Cacheless NetCDF
What does the cache do?
For files in the classic format, the NetCDF-Library uses a private cache. It works by dividing the NetCDF-file into pages (the size depends on the system prefered IO block size or is set to 8 kiB by default), that can be paged in/out separately. This has a number of effects:
- All read/write requests are divided into a large number of requests.
- When data is written to a location, that is not currently present in the cache, this operation is converted into a read/modify/write sequence.
- When a new record is initialized with fill values and it is bigger than the amount of cache the library uses, the fill data is actually written to disk. Writing the real output data will trigger a new read/modify/write cycle.
- The cache doubles the caching efforts of modern operating systems which already employ the entire unused memory as a disk cache.
What we have done
After we understood the impact of the cache on large input/output operations, we decided to change the NetCDF source code to deactivate the cache completely and prepared a patch for it. This patch will be handed back to the NetCDF-developers, so we hope that there will be an official version soon which allows the user to switch off the cache.
What to do to get a cachefree NetCDF
Applying the patch:
- Get the source code of NetCDF version 4.1.3 and extract it (NetCDF download page).

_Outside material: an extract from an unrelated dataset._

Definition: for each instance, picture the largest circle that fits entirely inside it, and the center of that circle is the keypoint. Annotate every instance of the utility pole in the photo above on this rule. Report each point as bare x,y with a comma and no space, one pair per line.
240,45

Unfortunately, our patch does not work with newer versions of the library since it conflicts with other changes.
- Apply the patch to the NetCDF source code by running “patch -p1 < netcdf-cacheless.patch” inside the NetCDF directory.
- Run “./configure”, “make” and “make install” as usual.
Changing the caching behavior:
- The patch adds two #defines to the file include/ncio.h, commenting/uncommenting them controls the behavior of the patch.
- The first one is used to switch the cache on/off,
- the second one allows to output a trace of all reads/writes when the cache is switched off.
- Of course, each change in include/ncio.h neccessitates a recompilation/reinstallation.
Changes
2012-07-30: Eliminated a bug in the handling of incomplete reads/writes.